For many UC Berkeley students, being entrenched in capitalist society means a certain dilemma wreaks daily havoc on the psyche: financial security or having a soul? 

Better yet, the moral pain is only compounded by burgeoning costs of living and the bleak landscape of a hyper-competitive job market! Thankfully for young job-seekers, relief from traditional fields like banking, consulting, law, and medicine comes in the form of exciting opportunities that only require a tortured soul to sell out halfway – and being 50-percent ethically redeemable is better than nothing. Here’s a list of big-buck jobs that can allow you to settle for half-justifying your guilt-ridden choices. 


1. Social Impact Consulting

Interested in consulting? What even is consulting? Do you know what it is? Does anyone know what it is? Probably not, but people know that social impact = good person; combine it with a vague business buzzword and you’re golden. Despite the fact that you’re probably only advising underfunded nonprofits to stand-out on your inevitable McKinsey application, you’ll spend your time donning ill-fitting business-wear while mansplaining to grassroots organizers how to operate in marginally-feasible ways. If anyone questions the validity and longevity of your solutions, just pull up a SWOT diagram (Strengths, Weaknesses, Opportunities, Threats) – it’s fool-proof and totally applicable to assisting disenfranchised communities, the environment, or whatever else you decide to focus on for a two-month period before haphazardly switching to something else – because it’s not like these barely-surviving organizations need you for an extended period of time…

2. Work at a start-up

Forget FAANG or big tech or big pharma. Take your career growth by the reins and work at an impact-focused start-up aiming to digitize and gamify the last few remnants of human interaction. Want to beat the greedy, money-hungry allegations and to focus less on compensation? Work at a company that barely tracks your work hours and will maybe pay you discreetly via Venmo once a month. Expect to pour your heart, soul, and unpaid overtime hours into a totally novel app that uses AI, or whatever that means, to revolutionize the e-commerce business. 

3. Pursue human rights or civil law until you inevitably switch to corporate law

Remember being a little kid, looking at Amal Clooney or other badass human rights advocates and wanting to be them? When your parents ask what you want to do after college, you respond with “law school,” and immediately earn pleased nods and bragging rights in your family group chat.

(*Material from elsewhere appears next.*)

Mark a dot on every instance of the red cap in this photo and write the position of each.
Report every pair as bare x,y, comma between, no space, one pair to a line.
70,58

Ever since learning about RBG, you’ve been galvanized by a desire to fight and do good. 

However, as your undergraduate years draw closer to an end and the student debt and grad school costs begin to loom closer, you’ll reconsider your well-intentioned motives to fight for justice. Before you know it, you’ll start binging Suits and googling salaries at Cravath. Your response to what you want to do will be corporate law, because it combines “business ethics” with “logical and literary thinking” and you can’t do math but still want to be in a lucrative field. 

4. Forgo a basic living wage

None of the above options appeal to you? Congrats! You’ve made it to the end of the list. You could become a teacher, essential worker, or civil organizer, but unfortunately what you don’t sell in human dignity you’ll have to forgo in basic respect from the big dogs up in the big corporations, and in a living wage. Although you’ll spend hours directly helping people and inevitably shaping the course of people’s lives, you’ll be paid meager amounts while being expected to single-handedly fix the devastating, depressing impacts of the society we’ve created. Well, that’s just showbiz, baby!